The series tries to score with gross-out scenes and potty-humour - it's like a trip through the brain of a psychopathic 6-year-old. None of this is entertaining, all it achieves is to paint a picture of creative helplessness and to shine a light on the many ways in which the writing in this series lacks true originality. Toning down all the nonsense and toddleresque jokes by at least 30% would have been a start to improve the show, but then the writing would have needed to be better in order to fill in the gaps. Throwing all the potty-humour and every bawdy joke they could think of at the screen, the writers stuffed the script so full of this kind of crap (and similar bad choices), so that there was no room left for any actual humour. The writing completely fails to tap into the rich reservoir of Nordic humour, the subtleties and the oddities of which we all love so much. Very little of this can be found in this show.
The other massive failure in this show is the casting/acting. I have no idea who thought it was a good idea to have the characters of Kobba and Kose played by young people in bad make-up (Stig Frode Henriksen and Maria Bock). The questionable acting and writing choices surrounding these characters aside, it would have improved the show a lot if they had chosen seasoned actors of the same age as those characters. Preferably character actors that could carry these roles through their experience alone.
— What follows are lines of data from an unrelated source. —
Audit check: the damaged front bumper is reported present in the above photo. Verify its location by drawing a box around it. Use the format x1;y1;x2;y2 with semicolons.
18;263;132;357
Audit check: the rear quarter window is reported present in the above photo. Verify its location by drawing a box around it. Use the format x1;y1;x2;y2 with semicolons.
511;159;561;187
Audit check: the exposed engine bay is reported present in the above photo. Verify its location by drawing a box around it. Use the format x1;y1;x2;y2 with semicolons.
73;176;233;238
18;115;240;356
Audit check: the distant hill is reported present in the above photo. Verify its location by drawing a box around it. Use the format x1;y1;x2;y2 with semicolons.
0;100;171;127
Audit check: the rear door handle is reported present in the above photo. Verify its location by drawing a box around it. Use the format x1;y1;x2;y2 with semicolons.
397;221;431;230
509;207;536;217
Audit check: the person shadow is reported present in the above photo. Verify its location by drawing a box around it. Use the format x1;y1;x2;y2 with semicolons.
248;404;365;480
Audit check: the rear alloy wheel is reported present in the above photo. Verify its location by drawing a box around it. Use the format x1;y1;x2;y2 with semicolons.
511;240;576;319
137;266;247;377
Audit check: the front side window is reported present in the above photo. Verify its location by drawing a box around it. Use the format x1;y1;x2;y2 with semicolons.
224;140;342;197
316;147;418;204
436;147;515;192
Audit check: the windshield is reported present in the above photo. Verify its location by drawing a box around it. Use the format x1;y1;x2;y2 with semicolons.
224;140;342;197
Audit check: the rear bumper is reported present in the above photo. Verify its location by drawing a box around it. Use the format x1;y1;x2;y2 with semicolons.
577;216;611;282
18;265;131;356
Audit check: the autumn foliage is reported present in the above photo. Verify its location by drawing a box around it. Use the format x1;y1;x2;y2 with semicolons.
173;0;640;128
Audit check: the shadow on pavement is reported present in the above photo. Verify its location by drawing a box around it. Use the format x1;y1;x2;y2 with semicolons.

Only by episode 6 (out of 7) does this show start to become interesting, but by then it has completely changed its tone because it is heading for a dramatic showdown. And while drama and comedy work well together, drama and silliness don't. That change in tone is so sudden and abrupt that it feels like an entirely different show. The final episode then offers us a Tarantino-style shoot-out which is completely undermined by the following scenes which see the show revert to the inane silliness of the earlier episodes.
It is a shame that such a great idea has been squandered by numerous questionable choices in production. Rating: 4.5 out of 10.